While we were fast asleep on the eve of the Ride the Bridges benefit bicycle ride on Sunday the 15th, a ride to benefit the Northern California Special Olympics (we were riding the 55 km on the tandem), a horrible, horrible person killed innocent people in Orlando for no reason. I couldn’t comprehend it when I heard it on NPR as we drove to the start of the ride, and 4 days later, I still cannot. I see outrage, grief, outpourings of feelings on social media, outrageous words emanating from the mouths of people who command a huge share of media content, and none of what they say makes any sense, or adds perspective, or comforts the families and friends who are suffering loss.

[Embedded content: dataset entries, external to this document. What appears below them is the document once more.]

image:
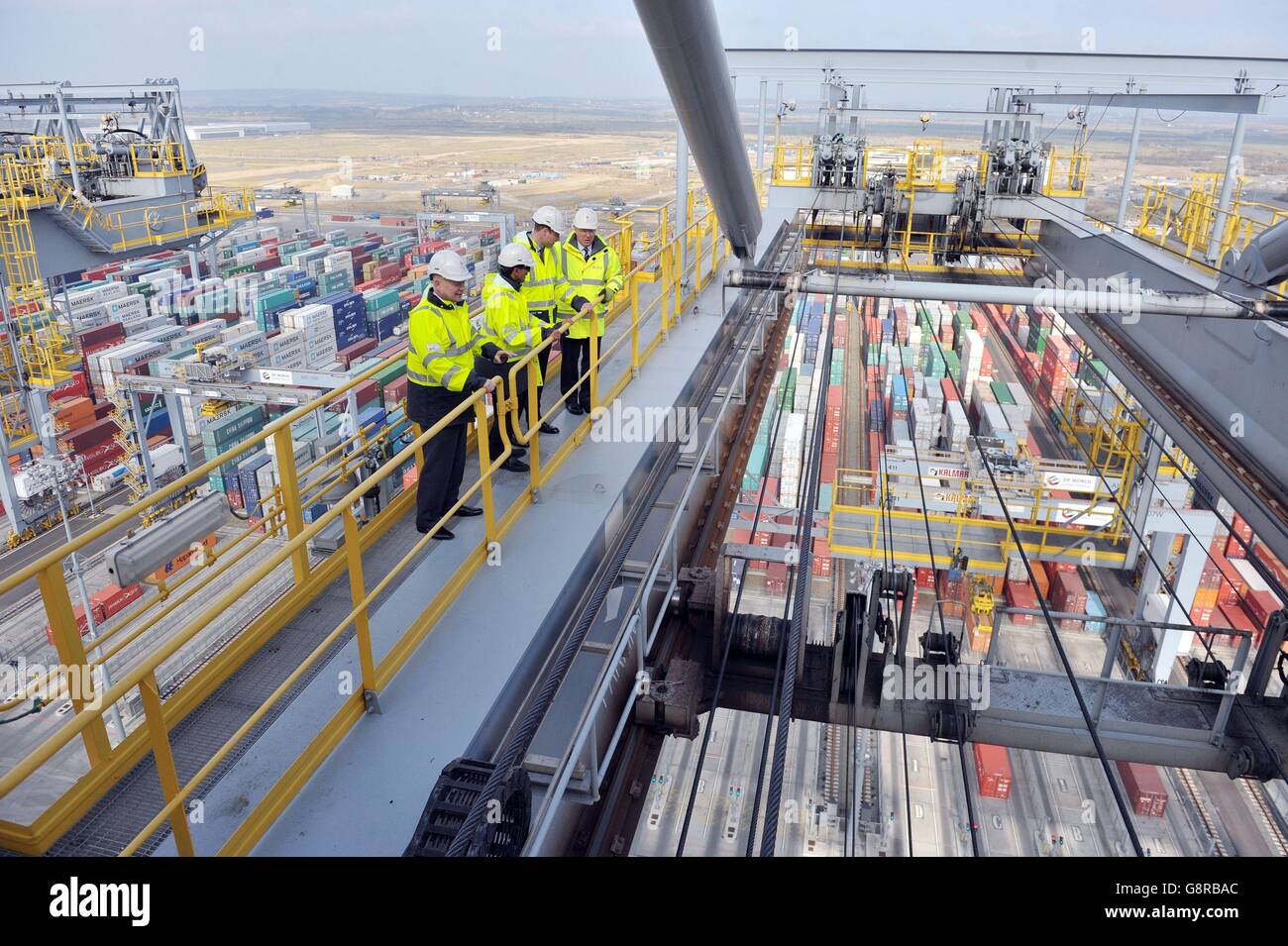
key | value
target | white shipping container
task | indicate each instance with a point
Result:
(992, 421)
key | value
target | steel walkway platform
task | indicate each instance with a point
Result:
(366, 796)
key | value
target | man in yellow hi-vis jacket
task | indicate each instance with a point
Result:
(442, 348)
(593, 275)
(509, 323)
(545, 283)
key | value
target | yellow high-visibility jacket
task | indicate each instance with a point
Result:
(593, 278)
(443, 344)
(506, 321)
(545, 283)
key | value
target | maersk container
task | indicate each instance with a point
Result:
(1144, 787)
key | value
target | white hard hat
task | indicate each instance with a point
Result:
(549, 216)
(450, 265)
(515, 255)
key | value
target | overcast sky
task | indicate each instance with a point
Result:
(553, 48)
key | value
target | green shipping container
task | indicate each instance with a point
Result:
(1003, 391)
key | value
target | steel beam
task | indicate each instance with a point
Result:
(1233, 164)
(1229, 103)
(686, 40)
(1127, 171)
(1109, 71)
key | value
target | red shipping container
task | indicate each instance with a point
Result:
(820, 562)
(1237, 619)
(827, 469)
(1068, 592)
(1261, 605)
(993, 770)
(348, 356)
(1144, 787)
(1020, 594)
(76, 387)
(114, 598)
(1271, 563)
(91, 435)
(78, 610)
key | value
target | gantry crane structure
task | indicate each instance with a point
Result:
(88, 175)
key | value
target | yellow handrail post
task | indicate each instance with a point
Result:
(359, 592)
(665, 264)
(635, 327)
(484, 452)
(71, 654)
(533, 395)
(593, 361)
(715, 245)
(282, 447)
(163, 758)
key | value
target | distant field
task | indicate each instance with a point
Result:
(592, 166)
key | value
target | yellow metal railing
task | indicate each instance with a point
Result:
(227, 571)
(1184, 220)
(794, 163)
(158, 159)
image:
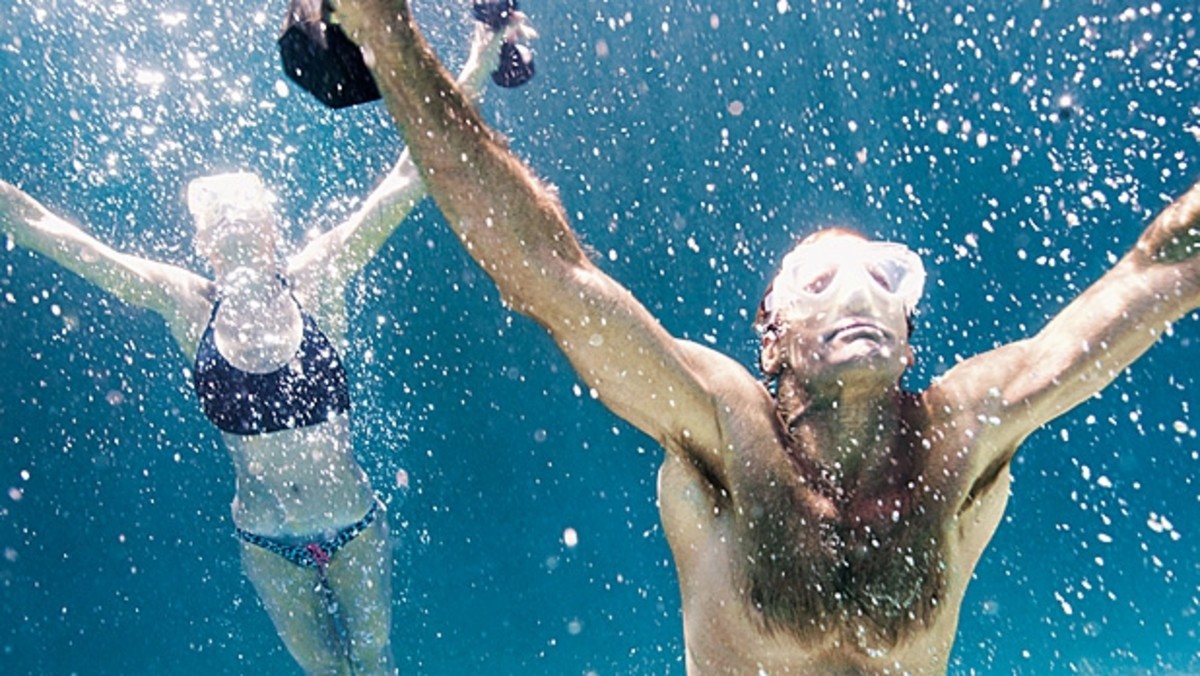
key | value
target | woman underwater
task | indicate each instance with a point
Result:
(265, 334)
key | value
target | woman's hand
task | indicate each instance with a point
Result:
(1174, 237)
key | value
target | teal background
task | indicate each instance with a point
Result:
(691, 143)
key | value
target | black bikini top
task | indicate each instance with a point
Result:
(306, 390)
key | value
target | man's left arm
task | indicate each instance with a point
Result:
(1014, 389)
(341, 252)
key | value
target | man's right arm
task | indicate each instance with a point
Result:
(515, 228)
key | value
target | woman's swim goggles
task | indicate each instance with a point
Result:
(825, 269)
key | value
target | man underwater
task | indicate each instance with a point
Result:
(829, 522)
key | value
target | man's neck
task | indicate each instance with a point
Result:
(849, 434)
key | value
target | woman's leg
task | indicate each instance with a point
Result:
(360, 576)
(293, 597)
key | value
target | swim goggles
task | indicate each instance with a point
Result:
(829, 268)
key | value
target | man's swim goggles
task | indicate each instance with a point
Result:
(820, 273)
(319, 58)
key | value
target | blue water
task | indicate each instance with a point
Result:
(691, 142)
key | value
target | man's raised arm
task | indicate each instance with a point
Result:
(516, 229)
(1023, 386)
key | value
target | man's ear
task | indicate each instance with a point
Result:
(771, 354)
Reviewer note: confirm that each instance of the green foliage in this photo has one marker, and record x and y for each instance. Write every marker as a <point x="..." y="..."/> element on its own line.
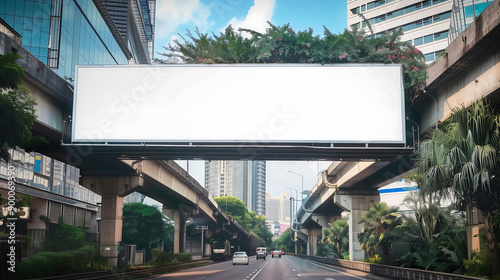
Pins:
<point x="247" y="219"/>
<point x="479" y="265"/>
<point x="433" y="240"/>
<point x="377" y="222"/>
<point x="47" y="264"/>
<point x="160" y="258"/>
<point x="144" y="226"/>
<point x="182" y="257"/>
<point x="11" y="74"/>
<point x="284" y="242"/>
<point x="17" y="112"/>
<point x="282" y="44"/>
<point x="460" y="159"/>
<point x="73" y="237"/>
<point x="376" y="260"/>
<point x="235" y="207"/>
<point x="338" y="236"/>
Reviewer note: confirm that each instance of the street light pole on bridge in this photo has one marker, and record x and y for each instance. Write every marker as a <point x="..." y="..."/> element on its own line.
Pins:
<point x="202" y="228"/>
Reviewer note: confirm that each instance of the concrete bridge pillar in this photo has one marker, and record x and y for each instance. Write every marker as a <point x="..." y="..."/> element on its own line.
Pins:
<point x="178" y="216"/>
<point x="355" y="201"/>
<point x="313" y="237"/>
<point x="112" y="189"/>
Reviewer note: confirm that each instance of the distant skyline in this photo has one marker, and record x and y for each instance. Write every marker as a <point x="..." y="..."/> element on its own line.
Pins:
<point x="174" y="17"/>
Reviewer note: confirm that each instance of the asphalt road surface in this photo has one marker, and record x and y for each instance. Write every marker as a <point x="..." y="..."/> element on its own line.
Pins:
<point x="286" y="267"/>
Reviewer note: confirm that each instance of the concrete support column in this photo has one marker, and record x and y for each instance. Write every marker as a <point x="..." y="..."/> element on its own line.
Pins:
<point x="111" y="227"/>
<point x="179" y="229"/>
<point x="473" y="217"/>
<point x="314" y="235"/>
<point x="112" y="190"/>
<point x="355" y="201"/>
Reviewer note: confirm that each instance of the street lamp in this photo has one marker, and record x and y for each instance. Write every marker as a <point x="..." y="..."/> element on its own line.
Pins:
<point x="296" y="195"/>
<point x="202" y="228"/>
<point x="302" y="177"/>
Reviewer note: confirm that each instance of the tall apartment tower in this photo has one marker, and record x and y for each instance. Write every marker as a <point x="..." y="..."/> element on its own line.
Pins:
<point x="425" y="24"/>
<point x="278" y="208"/>
<point x="245" y="180"/>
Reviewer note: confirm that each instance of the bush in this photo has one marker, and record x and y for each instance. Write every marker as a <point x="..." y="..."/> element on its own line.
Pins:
<point x="47" y="264"/>
<point x="160" y="258"/>
<point x="183" y="257"/>
<point x="73" y="236"/>
<point x="479" y="266"/>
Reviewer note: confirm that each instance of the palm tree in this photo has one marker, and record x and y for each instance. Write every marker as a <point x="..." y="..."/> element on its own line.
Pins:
<point x="338" y="235"/>
<point x="379" y="219"/>
<point x="460" y="160"/>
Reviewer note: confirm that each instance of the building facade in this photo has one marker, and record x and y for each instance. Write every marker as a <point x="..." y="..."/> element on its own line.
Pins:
<point x="425" y="24"/>
<point x="64" y="33"/>
<point x="278" y="209"/>
<point x="54" y="36"/>
<point x="245" y="180"/>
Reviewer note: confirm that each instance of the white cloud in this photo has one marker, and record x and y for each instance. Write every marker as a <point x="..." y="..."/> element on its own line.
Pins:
<point x="257" y="17"/>
<point x="170" y="14"/>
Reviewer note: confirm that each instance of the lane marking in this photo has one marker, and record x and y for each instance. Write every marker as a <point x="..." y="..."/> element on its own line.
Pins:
<point x="325" y="267"/>
<point x="264" y="265"/>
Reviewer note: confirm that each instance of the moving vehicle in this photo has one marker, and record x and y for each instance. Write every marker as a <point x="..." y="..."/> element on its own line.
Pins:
<point x="240" y="257"/>
<point x="276" y="253"/>
<point x="261" y="253"/>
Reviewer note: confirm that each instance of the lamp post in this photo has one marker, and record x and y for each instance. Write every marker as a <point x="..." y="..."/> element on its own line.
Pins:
<point x="202" y="228"/>
<point x="302" y="178"/>
<point x="296" y="195"/>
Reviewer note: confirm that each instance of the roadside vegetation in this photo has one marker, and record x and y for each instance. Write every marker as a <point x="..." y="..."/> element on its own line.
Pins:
<point x="458" y="160"/>
<point x="252" y="222"/>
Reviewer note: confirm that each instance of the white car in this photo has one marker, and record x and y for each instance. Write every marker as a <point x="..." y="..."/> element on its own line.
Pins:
<point x="240" y="258"/>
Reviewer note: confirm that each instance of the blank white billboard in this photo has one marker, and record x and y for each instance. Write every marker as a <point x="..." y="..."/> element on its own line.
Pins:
<point x="256" y="103"/>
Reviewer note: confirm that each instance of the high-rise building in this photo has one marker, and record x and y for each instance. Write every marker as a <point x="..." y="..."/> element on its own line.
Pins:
<point x="63" y="33"/>
<point x="278" y="208"/>
<point x="425" y="24"/>
<point x="464" y="13"/>
<point x="245" y="180"/>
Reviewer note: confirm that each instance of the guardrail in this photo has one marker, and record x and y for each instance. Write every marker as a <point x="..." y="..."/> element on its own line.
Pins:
<point x="396" y="272"/>
<point x="105" y="275"/>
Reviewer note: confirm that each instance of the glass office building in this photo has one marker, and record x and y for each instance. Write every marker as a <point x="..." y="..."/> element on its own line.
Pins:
<point x="64" y="33"/>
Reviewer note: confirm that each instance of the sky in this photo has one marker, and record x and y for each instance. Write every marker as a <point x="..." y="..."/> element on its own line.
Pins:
<point x="174" y="17"/>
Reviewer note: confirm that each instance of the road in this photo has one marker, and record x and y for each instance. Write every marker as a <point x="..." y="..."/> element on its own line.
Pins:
<point x="286" y="267"/>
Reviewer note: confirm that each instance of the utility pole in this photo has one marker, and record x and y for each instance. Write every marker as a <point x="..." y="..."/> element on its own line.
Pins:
<point x="202" y="228"/>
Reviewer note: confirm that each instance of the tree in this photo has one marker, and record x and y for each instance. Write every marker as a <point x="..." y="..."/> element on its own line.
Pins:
<point x="248" y="219"/>
<point x="284" y="242"/>
<point x="144" y="225"/>
<point x="461" y="160"/>
<point x="338" y="235"/>
<point x="282" y="44"/>
<point x="73" y="236"/>
<point x="379" y="219"/>
<point x="17" y="113"/>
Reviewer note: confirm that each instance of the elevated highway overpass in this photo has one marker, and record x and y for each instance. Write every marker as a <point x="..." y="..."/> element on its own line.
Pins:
<point x="183" y="198"/>
<point x="468" y="71"/>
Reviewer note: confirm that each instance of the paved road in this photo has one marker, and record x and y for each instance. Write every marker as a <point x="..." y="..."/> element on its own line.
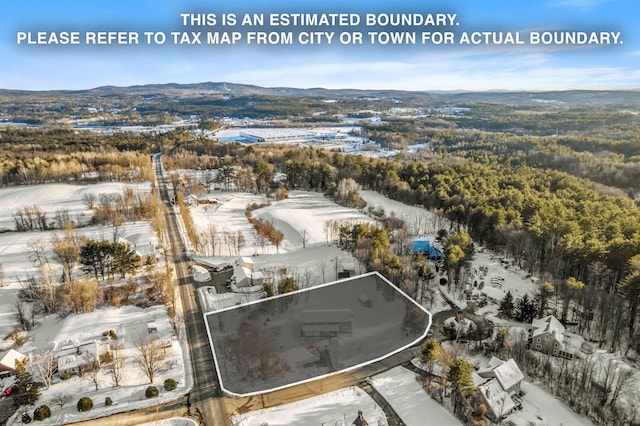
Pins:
<point x="204" y="398"/>
<point x="242" y="405"/>
<point x="205" y="403"/>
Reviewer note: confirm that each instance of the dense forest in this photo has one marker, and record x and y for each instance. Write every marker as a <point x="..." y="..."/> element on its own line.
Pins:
<point x="549" y="222"/>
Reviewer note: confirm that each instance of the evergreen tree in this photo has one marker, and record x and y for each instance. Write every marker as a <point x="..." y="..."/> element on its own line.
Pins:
<point x="506" y="305"/>
<point x="459" y="375"/>
<point x="526" y="309"/>
<point x="541" y="298"/>
<point x="429" y="353"/>
<point x="25" y="389"/>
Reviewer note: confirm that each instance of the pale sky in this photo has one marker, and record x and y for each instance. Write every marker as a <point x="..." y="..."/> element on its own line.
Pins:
<point x="366" y="66"/>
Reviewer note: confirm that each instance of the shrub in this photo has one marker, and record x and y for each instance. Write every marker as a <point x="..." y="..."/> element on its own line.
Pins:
<point x="151" y="392"/>
<point x="106" y="358"/>
<point x="42" y="412"/>
<point x="85" y="404"/>
<point x="170" y="384"/>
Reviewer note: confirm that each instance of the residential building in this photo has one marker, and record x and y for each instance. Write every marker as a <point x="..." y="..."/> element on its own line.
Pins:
<point x="548" y="336"/>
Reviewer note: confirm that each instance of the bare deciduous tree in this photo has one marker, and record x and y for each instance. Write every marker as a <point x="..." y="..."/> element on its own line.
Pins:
<point x="117" y="367"/>
<point x="43" y="367"/>
<point x="21" y="316"/>
<point x="61" y="399"/>
<point x="91" y="370"/>
<point x="67" y="250"/>
<point x="81" y="296"/>
<point x="322" y="267"/>
<point x="90" y="200"/>
<point x="149" y="355"/>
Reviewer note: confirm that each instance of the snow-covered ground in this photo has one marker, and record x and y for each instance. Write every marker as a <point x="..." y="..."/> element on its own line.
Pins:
<point x="174" y="421"/>
<point x="334" y="408"/>
<point x="419" y="221"/>
<point x="539" y="408"/>
<point x="53" y="197"/>
<point x="130" y="323"/>
<point x="402" y="389"/>
<point x="303" y="213"/>
<point x="53" y="332"/>
<point x="16" y="252"/>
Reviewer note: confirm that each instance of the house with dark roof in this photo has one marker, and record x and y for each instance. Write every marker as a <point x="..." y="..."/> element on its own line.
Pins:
<point x="498" y="386"/>
<point x="548" y="336"/>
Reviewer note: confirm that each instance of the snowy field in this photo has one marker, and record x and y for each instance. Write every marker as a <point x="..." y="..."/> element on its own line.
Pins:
<point x="303" y="212"/>
<point x="539" y="408"/>
<point x="130" y="323"/>
<point x="16" y="252"/>
<point x="53" y="197"/>
<point x="402" y="389"/>
<point x="419" y="221"/>
<point x="338" y="408"/>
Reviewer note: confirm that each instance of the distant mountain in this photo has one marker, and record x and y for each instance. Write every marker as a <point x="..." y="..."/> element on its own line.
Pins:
<point x="170" y="90"/>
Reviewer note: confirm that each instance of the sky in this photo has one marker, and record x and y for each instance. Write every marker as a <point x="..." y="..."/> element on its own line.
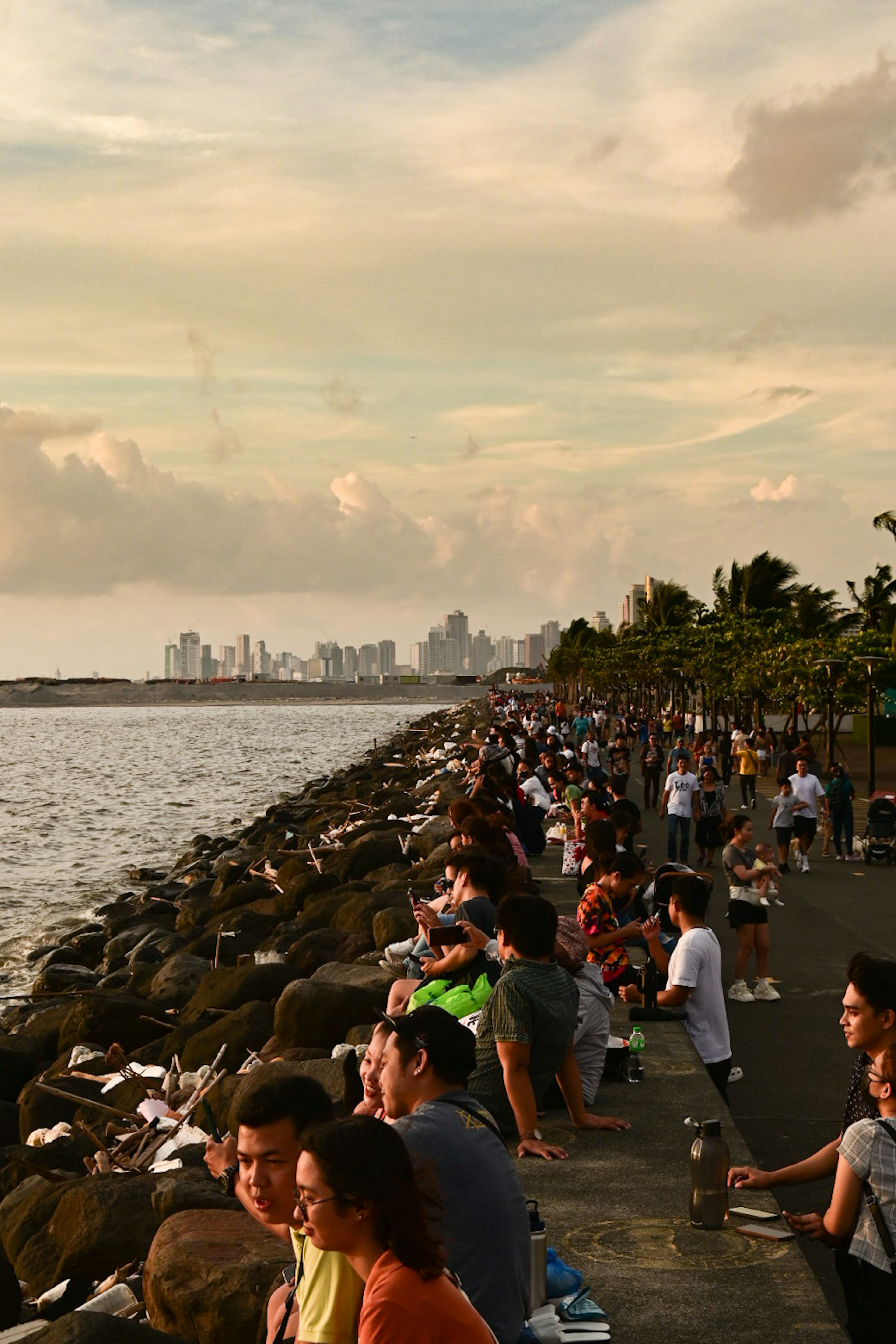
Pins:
<point x="323" y="320"/>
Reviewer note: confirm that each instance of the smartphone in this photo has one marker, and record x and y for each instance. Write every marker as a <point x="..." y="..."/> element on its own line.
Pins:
<point x="448" y="937"/>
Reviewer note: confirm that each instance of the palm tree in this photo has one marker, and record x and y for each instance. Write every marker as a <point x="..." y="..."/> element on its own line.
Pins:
<point x="876" y="609"/>
<point x="763" y="585"/>
<point x="669" y="607"/>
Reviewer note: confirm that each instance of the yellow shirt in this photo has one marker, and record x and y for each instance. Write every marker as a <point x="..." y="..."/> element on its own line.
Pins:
<point x="330" y="1295"/>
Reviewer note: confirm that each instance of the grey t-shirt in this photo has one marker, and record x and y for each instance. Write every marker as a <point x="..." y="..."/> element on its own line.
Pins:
<point x="486" y="1225"/>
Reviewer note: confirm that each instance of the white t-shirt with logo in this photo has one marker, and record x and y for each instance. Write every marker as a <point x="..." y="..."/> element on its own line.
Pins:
<point x="809" y="791"/>
<point x="682" y="789"/>
<point x="696" y="966"/>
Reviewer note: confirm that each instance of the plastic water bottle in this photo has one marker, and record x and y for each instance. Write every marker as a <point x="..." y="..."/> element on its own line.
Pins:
<point x="636" y="1050"/>
<point x="538" y="1259"/>
<point x="710" y="1163"/>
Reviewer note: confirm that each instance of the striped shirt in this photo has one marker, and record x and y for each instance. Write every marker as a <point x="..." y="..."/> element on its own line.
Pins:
<point x="535" y="1003"/>
<point x="871" y="1152"/>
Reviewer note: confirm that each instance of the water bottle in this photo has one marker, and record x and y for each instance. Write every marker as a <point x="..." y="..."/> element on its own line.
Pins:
<point x="636" y="1049"/>
<point x="710" y="1163"/>
<point x="538" y="1259"/>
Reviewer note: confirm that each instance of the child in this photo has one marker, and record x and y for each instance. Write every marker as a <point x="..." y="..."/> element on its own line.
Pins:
<point x="782" y="822"/>
<point x="766" y="888"/>
<point x="867" y="1159"/>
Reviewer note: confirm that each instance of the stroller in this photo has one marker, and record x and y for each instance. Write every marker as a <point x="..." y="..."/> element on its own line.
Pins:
<point x="879" y="841"/>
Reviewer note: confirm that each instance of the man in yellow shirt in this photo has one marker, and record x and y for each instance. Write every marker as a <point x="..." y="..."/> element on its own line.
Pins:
<point x="273" y="1111"/>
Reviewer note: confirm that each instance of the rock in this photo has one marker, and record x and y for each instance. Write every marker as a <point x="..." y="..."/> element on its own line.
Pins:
<point x="230" y="987"/>
<point x="357" y="915"/>
<point x="187" y="1190"/>
<point x="218" y="1291"/>
<point x="97" y="1224"/>
<point x="99" y="1328"/>
<point x="396" y="924"/>
<point x="433" y="834"/>
<point x="10" y="1294"/>
<point x="61" y="976"/>
<point x="323" y="945"/>
<point x="178" y="980"/>
<point x="244" y="1030"/>
<point x="21" y="1060"/>
<point x="315" y="1013"/>
<point x="107" y="1018"/>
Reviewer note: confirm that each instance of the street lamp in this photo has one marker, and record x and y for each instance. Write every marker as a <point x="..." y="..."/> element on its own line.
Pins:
<point x="832" y="667"/>
<point x="870" y="661"/>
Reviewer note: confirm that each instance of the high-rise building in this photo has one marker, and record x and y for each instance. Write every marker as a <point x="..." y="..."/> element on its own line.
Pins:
<point x="207" y="665"/>
<point x="367" y="661"/>
<point x="457" y="627"/>
<point x="481" y="654"/>
<point x="534" y="651"/>
<point x="190" y="654"/>
<point x="550" y="636"/>
<point x="386" y="656"/>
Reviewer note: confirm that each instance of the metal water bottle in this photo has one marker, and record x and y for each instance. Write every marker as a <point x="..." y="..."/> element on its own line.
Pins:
<point x="710" y="1163"/>
<point x="538" y="1259"/>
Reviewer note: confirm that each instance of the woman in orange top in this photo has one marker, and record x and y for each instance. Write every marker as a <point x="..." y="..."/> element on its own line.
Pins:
<point x="357" y="1194"/>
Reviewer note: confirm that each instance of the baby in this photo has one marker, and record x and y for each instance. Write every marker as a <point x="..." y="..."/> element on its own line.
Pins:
<point x="768" y="890"/>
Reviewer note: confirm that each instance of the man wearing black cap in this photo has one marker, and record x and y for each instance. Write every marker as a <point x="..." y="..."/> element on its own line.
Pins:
<point x="486" y="1226"/>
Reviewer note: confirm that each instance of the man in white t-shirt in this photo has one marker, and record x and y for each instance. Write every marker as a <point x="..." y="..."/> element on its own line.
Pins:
<point x="680" y="800"/>
<point x="694" y="978"/>
<point x="808" y="792"/>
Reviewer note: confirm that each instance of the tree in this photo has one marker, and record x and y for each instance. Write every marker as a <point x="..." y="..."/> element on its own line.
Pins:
<point x="669" y="607"/>
<point x="763" y="585"/>
<point x="875" y="603"/>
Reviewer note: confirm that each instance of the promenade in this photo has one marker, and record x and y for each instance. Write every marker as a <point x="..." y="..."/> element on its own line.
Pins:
<point x="620" y="1206"/>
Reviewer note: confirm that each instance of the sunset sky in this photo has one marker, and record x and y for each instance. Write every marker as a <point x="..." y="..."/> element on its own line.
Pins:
<point x="323" y="319"/>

You all know me, I have words and I use them, usually (I think) cleverly and interestingly, or you wouldn’t read my blog (all 3 of you; I love you!), but in this instance, I have nothing. I have feelings, and I have not the words to describe them. Mostly, I want to cry, and cry for the parents whose child was dragged into a man-made lagoon at the Disney Resort in Orlando (why not “alligators live here; pay attention” signs, Disney? Boo!). So many feelings, so much sadness, and no words.
I read the words of other people with a fair amount of social media influence, or opinions, or more words than I have, and I wonder what drives them to say those words, to opine on a topic of which they have no actual experience or knowledge, and their words are splashed all over periodicals and the Internet. I halfway admire that, and halfway am repulsed that they can sum up their feelings and knowledge of what happened so quickly.
I suspect it will be months before the people immediately affected by this awful, terrible action by a disturbed person can even begin to process this event, especially given how the media is in their faces, looking for their words before those people have even begun to understand their lives without their loved ones. I wish the media would relax and let these suddenly and unexpectedly bereft people deal with their awfully-altered lives.
I have no clever words, no time to refine my feelings. I wish I could hug all those survivors and families who lost loved ones, to give them a piece of humanity,because the virtual stuff is okay, but cold, and these people need a human touch.
I offer sympathy and peace to them, and to the Universe, and hope these two tragic and unrelated incidents offer ways for people to reconnect and share peace and love with the world.
Orlando, I’m sorry for your losses. That is all.